Вот и сейчас…Что меня ждёт? Как сложатся обстоятельства? Время изменилось. Нет Советского Союза. Кто бы мог подумать, предположить ещё хотя бы год назад, что такое может произойти. Как стремительно развивались события.
Нет, я уже не смотрю в будущее очарованным сердцем, а реально представляю сложности, с которыми придётся столкнуться, и перспектива меня не радует, а напротив, удручает. Но надежда все-таки есть.
Сложно и трагично проходит вывод вертолётного полка. Наша воинская часть располагается в центральной Грузии, в городке Цулукидзе. Уже целый год, как не действует железная дорога на территории Абхазии и Грузии. В результате военных действий разрушены мосты. Поезда останавливаются в Адлере. Это конечная станция. Автомобильной трассой пользоваться крайне опасно. Да и летать тоже. Наши военные вертолёты садятся на Адлерский аэродром. Вот только так можно выбраться из Грузии и вернуться обратно. Но это не пассажирский транспорт, который летает по расписанию регулярно, а достаточно спонтанно. И проблем хватает. Я вспоминаю, как однажды нашего борта в Адлере не оказалось, а у военного коменданта всё время была закрыта дверь, и найти его долгое время не удавалось. Только к вечеру я узнала, что вертолёт нужно искать в посёлке Агой, что под Туапсе. Пришлось возвращаться электричкой, заночевать на вокзале и утром выехать в посёлок. Из–за отсутствия связи всё получалось неуклюже и громоздко. Из Агоя я долетела до Гудауты. Там пересела на другой военный борт и на нём добралась до Цулукидзе. Так ездили все: офицеры и их жёны с детьми. Другого пути не существовало.

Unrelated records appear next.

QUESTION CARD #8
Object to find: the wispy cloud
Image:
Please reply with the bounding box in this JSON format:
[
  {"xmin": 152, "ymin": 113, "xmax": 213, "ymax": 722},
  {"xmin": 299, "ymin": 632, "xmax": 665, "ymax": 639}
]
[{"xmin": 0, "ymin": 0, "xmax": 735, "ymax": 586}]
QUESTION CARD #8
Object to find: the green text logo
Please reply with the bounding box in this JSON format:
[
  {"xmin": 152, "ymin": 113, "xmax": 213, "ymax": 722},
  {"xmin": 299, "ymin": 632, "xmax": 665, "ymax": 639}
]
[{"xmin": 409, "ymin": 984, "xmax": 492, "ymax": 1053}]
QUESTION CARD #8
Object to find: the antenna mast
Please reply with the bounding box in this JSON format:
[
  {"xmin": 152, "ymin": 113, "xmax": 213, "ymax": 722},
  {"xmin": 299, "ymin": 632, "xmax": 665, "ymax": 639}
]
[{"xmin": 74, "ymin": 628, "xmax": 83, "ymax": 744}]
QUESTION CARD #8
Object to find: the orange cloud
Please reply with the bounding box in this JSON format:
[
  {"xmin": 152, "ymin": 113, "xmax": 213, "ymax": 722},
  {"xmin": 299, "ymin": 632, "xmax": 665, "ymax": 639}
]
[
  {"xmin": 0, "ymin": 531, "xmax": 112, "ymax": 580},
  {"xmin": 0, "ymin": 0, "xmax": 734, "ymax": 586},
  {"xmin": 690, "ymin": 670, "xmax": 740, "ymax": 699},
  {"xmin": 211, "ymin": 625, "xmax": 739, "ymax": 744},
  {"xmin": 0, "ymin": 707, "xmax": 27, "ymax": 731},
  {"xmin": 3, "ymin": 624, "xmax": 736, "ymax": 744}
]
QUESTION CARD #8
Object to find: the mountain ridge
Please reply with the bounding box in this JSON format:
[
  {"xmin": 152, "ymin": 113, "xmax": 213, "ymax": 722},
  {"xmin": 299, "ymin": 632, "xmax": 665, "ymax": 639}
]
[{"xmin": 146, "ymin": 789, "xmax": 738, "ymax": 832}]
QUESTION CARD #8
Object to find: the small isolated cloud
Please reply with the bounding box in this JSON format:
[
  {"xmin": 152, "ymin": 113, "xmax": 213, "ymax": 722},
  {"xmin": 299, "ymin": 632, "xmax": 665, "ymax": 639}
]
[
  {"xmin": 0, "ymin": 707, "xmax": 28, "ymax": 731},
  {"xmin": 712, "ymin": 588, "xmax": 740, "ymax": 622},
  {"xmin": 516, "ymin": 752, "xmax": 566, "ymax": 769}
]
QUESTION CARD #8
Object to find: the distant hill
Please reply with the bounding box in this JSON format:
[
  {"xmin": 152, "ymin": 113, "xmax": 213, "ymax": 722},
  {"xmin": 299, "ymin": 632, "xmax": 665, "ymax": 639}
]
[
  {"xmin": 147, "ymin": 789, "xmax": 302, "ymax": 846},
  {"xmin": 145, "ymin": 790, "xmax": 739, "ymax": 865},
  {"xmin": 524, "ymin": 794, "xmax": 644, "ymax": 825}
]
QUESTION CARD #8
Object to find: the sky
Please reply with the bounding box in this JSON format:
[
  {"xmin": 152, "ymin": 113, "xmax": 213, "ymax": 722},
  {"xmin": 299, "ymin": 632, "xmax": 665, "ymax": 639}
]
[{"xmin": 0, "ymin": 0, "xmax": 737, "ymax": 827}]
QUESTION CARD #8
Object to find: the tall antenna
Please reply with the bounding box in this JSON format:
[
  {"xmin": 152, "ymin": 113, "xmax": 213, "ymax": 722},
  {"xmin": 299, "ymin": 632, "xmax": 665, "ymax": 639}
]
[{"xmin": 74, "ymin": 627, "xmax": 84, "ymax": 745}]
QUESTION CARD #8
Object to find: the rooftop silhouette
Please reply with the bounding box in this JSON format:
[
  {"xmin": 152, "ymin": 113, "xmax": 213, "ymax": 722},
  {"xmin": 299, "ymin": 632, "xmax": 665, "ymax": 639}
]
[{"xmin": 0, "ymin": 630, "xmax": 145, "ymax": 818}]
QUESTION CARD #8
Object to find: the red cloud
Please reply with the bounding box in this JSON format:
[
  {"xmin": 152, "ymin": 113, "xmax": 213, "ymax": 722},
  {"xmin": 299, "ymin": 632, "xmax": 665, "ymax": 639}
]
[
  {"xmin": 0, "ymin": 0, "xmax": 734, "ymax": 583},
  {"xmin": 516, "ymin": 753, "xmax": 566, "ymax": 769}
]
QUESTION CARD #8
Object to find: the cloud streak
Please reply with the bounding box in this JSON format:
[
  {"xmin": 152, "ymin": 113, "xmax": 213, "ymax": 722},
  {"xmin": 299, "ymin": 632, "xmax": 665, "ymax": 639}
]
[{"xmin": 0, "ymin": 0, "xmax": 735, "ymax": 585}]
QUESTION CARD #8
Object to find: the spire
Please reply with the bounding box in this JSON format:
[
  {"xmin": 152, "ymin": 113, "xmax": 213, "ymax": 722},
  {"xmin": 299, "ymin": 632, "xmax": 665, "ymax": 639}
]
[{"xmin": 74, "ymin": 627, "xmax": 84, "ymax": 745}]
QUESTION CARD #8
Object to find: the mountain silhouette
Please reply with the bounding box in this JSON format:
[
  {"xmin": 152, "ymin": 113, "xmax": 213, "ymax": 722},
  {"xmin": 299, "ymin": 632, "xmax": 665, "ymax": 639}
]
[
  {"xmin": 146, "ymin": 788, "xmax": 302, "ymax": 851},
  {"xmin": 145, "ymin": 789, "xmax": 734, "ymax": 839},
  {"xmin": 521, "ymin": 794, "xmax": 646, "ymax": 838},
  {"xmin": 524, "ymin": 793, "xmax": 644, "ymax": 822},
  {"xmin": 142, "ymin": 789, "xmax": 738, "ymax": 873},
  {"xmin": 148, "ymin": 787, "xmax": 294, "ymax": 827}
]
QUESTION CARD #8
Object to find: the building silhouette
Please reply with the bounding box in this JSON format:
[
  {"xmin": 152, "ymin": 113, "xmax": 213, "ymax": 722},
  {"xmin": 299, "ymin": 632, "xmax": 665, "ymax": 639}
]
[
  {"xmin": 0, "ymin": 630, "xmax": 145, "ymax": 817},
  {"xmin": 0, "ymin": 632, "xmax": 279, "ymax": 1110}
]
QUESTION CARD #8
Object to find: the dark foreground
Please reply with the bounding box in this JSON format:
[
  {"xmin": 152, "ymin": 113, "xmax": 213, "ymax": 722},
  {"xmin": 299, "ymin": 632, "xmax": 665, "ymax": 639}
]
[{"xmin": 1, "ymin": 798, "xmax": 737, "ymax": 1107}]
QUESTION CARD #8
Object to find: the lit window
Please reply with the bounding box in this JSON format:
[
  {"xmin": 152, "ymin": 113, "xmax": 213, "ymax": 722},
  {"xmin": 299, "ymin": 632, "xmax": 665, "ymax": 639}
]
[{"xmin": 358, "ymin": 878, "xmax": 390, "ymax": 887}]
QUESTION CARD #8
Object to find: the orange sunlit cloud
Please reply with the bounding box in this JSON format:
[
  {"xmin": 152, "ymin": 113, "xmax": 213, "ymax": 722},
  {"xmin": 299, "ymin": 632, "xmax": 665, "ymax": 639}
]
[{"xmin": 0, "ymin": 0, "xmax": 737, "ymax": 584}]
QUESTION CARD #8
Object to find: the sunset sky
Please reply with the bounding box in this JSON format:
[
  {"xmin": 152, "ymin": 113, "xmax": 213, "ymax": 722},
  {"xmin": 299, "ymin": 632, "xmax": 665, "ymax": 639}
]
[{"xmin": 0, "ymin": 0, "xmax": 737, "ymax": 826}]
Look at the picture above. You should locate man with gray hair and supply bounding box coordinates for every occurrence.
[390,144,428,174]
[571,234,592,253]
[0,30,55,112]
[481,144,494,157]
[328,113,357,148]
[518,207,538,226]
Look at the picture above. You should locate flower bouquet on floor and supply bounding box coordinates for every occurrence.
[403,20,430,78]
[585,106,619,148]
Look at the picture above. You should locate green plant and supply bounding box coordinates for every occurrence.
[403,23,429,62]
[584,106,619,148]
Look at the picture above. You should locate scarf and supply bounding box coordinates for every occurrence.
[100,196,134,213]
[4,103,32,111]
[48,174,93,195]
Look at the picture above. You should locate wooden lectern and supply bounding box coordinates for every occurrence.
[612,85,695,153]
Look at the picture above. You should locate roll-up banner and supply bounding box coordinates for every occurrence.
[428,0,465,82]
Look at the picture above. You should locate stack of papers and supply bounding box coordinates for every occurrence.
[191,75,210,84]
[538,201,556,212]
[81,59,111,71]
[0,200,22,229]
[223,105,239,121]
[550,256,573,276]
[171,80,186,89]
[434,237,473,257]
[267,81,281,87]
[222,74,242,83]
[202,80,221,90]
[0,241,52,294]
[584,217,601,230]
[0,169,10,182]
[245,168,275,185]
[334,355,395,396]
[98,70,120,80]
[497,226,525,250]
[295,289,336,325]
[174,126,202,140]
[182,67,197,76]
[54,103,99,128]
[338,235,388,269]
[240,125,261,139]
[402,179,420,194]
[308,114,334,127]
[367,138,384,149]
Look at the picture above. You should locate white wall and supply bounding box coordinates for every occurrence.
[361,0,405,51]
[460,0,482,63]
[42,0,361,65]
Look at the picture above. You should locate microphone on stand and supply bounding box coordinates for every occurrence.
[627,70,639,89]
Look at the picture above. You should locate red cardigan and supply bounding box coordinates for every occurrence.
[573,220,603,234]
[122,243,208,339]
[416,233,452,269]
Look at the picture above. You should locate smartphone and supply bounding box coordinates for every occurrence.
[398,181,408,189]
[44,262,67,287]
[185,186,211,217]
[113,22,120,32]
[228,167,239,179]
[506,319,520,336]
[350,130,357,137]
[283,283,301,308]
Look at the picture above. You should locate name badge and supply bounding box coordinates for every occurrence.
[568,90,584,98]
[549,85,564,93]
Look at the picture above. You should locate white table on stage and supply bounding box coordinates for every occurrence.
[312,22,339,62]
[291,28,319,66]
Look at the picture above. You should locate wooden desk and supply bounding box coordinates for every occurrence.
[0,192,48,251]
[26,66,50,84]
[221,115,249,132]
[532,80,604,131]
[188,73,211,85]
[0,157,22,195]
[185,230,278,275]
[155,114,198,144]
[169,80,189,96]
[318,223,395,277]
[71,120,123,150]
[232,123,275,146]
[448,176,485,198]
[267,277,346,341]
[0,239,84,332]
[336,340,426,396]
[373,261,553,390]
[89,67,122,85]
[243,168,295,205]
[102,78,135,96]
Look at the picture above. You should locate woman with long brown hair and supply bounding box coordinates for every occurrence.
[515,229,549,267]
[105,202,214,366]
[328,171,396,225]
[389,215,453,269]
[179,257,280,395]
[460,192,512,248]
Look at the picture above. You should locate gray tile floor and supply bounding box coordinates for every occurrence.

Выводить полк при такой ситуации, конечно, сложно и опасно. Перегнать военные борта, вывезти оружие, имущество, документацию и, самое главное, – людей. Три страшные катастрофы произошли одна за одной. На перевале упала в пропасть машина с десантниками.
Вторая катастрофа. До сих пор никак не могу привыкнуть и смириться, что нет в живых Фёдора Ткачёва, Олега Балдакова, Ольги Габрилян, Володи Пирога и многих других людей, с которыми прожила рядом столько лет. Не знаю я всех военных тайн, но известно, что взлетел Ми -6 с военного аэродрома станицы Егорлык и направлялся в Цулукидзе. Перелёт не близкий, но где–то борт дозаправлялся. Мне о том не ведомо. На борту возвращались к семьям домой в Цулукидзе члены экипажей, которые перегоняли борта в Россию. Были там и женщины с детьми. Всего 37 человек. День выдался туманный. Низкая облачность, плохая видимость. Летели они над Анапой. Есть там место не благоприятное, которое в тот день оказалось роковым. И умудрённый опытом, прошедший Афган, Виктор Щитенков зацепиться колесом за сопку! Почему он отклонился от курса и полетел туда, где не проходил маршрут? Ошибка штурмана? Экономил топливо? Спешил и сокращал путь? Почему не хватило высоты? Приборы? Это фатальность или небрежность? Законы Земной логики или Божественное провидение? Вопросы...Вопросы..
Третья … После того, как перегнали борта из Грузии и оставили их на аэродроме в Егорлыке, члены экипажей ушли в станицу искать жильё. Серёга Савин -- общительный и весёлый парень. Снял квартиру и ужинал с хозяевами дома, были там и гости, предложил прокатиться над станицей, сделать кружок. Они сели в жигули и поехали на аэродром. Он открыл борт, посадил гостей, запустился и взлетел. Дежурный по стоянке увидел взлетающий аппарат, решил, что угон и выстелил.
Попал точно в голову пилота. Борт упал и сгорел. В нём было 2 мужчин и 3 женщины. Савин видимо не знал, что есть дежурный. А стрелявший Зорин, видимо не мог подумать, что это просто прогулка... Вот так нелепо и трагично. Страшно, когда падает и горит авиаборт. Сколько огня!..
Рука мужа мягко легла на мою кисть и легко сжала её. Я почувствовала, что часто и взволнованно дышу от нахлынувшего леденящего душу ужаса. Нет! Надо освобождаться от воспоминаний. Пора думать о реальности. Но и она не радует. Безденежье и неопределённость. Открываю глаза. Через лобовое стекло виднеется серый горизонт и гонимый ветром по трассе снег. И все же, верю… в доброту людей, ведь я - в России. Я – среди своих!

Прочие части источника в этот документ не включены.